Can’t catch a break: After years of delays caused by corner cutting in design and typical government inefficiencies, Mexico’s Dos Bocas refinery was knocked offline this week by heavy rains, just as the facility was finally having (relative) success and approaching 50% of its potential capacity. The loss of that output will create more demand for exports from the USGC unless it is able to come back online quickly, which would be a change from what we’ve seen the past 3 years.
Meanwhile, reports from the BP Whiting refinery suggest that facility is running back near full rates after heavy rains knocked it offline a week ago. Chicago RBOB basis levels have given back most of the gains made in the aftermath of that sudden loss of supply, although retailers are sure to try and hold on to the higher values through the Labor Day weekend as those rapid price declines typically create their best margin opportunities.
California’s gasoline basis values were also moving sharply lower Wednesday with both LA and San Francisco differentials dropping by more than 10 cents after spiking north of a 50 cent premium to October futures earlier in the week.

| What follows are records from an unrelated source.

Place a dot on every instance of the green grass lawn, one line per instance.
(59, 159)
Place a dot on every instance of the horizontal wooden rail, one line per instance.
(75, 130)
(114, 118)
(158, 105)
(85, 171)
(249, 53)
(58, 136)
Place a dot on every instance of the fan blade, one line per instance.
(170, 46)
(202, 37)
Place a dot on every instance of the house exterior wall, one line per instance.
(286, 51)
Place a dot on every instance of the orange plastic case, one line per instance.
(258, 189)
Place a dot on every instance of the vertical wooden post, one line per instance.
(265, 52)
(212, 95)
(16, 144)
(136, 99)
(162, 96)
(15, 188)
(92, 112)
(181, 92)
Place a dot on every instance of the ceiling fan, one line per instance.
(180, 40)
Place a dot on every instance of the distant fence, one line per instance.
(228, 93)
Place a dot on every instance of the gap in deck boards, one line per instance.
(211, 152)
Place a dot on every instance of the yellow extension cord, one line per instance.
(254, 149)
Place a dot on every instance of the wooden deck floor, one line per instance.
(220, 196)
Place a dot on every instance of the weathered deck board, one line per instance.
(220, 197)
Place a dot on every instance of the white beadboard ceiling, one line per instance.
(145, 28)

The latest Carbon Allowance auction from California (and Quebec) results were announced yesterday, with the offering selling out at values pushing 4 months highs just under $29. Those results were much stronger than the prior quarterly auction in which bidders weren’t certain if the Cap & Trade program would be hampered by a Presidential decree, or fumbling state regulators who were having a hard time agreeing on an extension. The results of the latest auction suggest buyers are not only convinced that the program will go on, but it’s also likely to be made more stringent.

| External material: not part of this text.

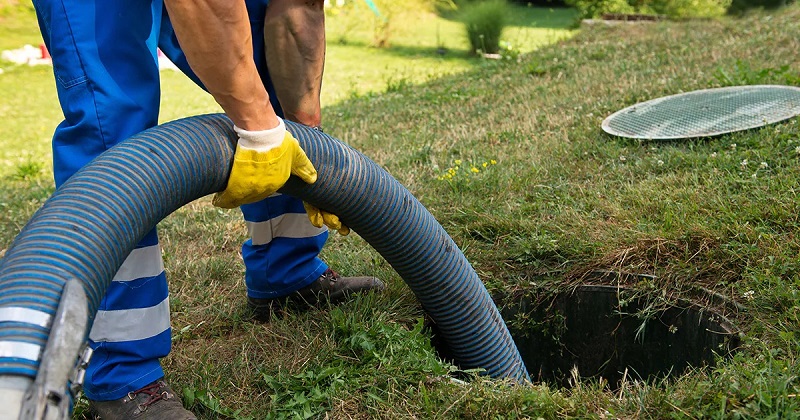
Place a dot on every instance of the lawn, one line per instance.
(713, 222)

While Tropical storm Fernand is dissipating over the North Atlantic, the NHC is tracking another potential storm system moving off the African coast today. That system is given 0% odds of developing in the next 2 days, and just 20% odds of being named in the next 7 days so we won’t need to worry about it over the long weekend but will need to check back next week.
Notes from the EIA’s weekly status report:
Crude slid 2.4mm barrels despite heavy declines in exports and refinery runs. While refinery runs were down across all PADDs last week, they’re coming off multi-year highs and holding just above year ago levels which made up the high end of the seasonal 5-year range. PADD 2 saw the biggest drop, with the downtime at BP’s Whiting refinery and Cenovus Lima both likely contributing but is still at the higher end of its 5-year range. Runs for all PADDs remain above average, well above in most cases, and the utilization rate took a 2% hit but is still above its 5-year range as we head into the fall maintenance season.
Diesel stocks dropped with increased export activity and demand rising to a seasonal high. Total U.S. inventories have been running along the bottom end of their range most of the year and remain low across the country, unless you throw in PADD 5’s renewable diesel.
Gasoline stocks fell as well with the net of import/export flows getting wiped out by increased demand. Total gas stocks have been trending downward along the 5-year average line for the past six weeks. PADD 1 saw the biggest drop at almost 2mm barrels and dipped below 2023 levels after spending the majority of this year ahead of the previous two. PADD 2 dropped to its lowest level of the year, marking a seasonal 5-year low. PADDs 3-5 all increased slightly to sit just above average in PADDs 3 & 4 while PADD 5 hits week 4 of seasonal highs.
Ethanol stocks have moved closer to average over the past few weeks after spending most of the year above the 5-year range despite production continuing at high levels over the same period. Ethanol exports dipped on the week but remain at the top end of their seasonal range and show how domestic producers of ethanol are benefitting from both the updated regulations domestically, and new trade agreements internationally.